Title :
Large-scale speaker identification
Author :
Schmidt, L. ; Sharifi, Morteza ; Lopez Moreno, Ignacio
Author_Institution :
MIT, Cambridge, MA, USA
Abstract :
Speaker identification is one of the main tasks in speech processing. In addition to identification accuracy, large-scale applications of speaker identification give rise to another challenge: fast search in the database of speakers. In this paper, we propose a system based on i-vectors, a current approach for speaker identification, and locality sensitive hashing, an algorithm for fast nearest neighbor search in high dimensions. The connection between the two techniques is the cosine distance: on the one hand, we use the cosine distance to compare i-vectors, on the other hand, locality sensitive hashing allows us to quickly approximate the cosine distance in our retrieval procedure. We evaluate our approach on a realistic data set from YouTube with about 1,000 speakers.
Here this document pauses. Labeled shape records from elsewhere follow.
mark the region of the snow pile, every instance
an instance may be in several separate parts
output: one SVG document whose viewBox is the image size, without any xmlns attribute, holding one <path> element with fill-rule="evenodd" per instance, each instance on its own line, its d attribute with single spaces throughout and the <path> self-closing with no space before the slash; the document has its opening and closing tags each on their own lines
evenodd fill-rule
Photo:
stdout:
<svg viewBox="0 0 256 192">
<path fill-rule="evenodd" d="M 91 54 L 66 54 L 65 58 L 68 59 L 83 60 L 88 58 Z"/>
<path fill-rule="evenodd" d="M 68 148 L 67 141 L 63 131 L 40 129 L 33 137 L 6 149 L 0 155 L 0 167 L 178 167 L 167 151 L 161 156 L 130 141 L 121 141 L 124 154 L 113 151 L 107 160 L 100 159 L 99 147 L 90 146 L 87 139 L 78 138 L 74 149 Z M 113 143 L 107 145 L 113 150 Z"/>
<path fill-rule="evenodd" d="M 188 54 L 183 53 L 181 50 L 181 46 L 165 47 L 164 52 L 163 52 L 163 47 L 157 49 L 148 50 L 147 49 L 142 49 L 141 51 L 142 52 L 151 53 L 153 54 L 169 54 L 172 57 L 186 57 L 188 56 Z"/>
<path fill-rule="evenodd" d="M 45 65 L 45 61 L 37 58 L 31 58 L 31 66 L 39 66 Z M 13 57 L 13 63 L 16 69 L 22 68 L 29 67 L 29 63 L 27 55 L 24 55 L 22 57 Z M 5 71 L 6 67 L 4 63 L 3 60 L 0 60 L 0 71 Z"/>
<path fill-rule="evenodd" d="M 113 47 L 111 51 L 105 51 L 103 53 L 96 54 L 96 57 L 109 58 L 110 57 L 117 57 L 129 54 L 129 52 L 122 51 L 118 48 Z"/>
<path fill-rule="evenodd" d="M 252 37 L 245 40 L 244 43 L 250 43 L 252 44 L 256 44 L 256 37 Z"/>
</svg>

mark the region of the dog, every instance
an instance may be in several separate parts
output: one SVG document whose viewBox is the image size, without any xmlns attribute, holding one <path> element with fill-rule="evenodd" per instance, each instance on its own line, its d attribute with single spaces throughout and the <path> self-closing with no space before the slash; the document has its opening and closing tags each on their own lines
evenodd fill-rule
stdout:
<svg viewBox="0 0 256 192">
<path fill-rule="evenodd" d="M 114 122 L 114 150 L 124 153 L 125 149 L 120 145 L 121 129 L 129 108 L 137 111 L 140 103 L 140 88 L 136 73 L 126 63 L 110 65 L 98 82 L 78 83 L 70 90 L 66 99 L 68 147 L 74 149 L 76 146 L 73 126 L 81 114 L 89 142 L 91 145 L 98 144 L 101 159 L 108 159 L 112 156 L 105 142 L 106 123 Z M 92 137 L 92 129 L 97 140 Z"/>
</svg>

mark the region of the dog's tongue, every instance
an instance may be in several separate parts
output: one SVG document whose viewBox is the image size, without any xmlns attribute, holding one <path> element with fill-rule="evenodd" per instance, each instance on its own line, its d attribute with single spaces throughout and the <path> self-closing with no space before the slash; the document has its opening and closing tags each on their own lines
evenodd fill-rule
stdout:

The results show that our algorithm is approximately one to two orders of magnitude faster than a linear search while maintaining the identification accuracy of an i-vector-based system.
Keywords :
search problems; speaker recognition; vectors; YouTube; cosine distance; fast nearest neighbor search; i-vector-based system; identification accuracy; large-scale speaker identification; linear search; locality sensitive hashing; realistic data set; speech processing; Accuracy; Acoustics; Speech; Speech processing; Vectors; Videos; YouTube; i-vectors; indexing; kd-tree; locality sensitive hashing; speaker identification;
Conference_Titel :
Acoustics, Speech and Signal Processing (ICASSP), 2014 IEEE International Conference on
Conference_Location :
Florence
DOI :
10.1109/ICASSP.2014.6853878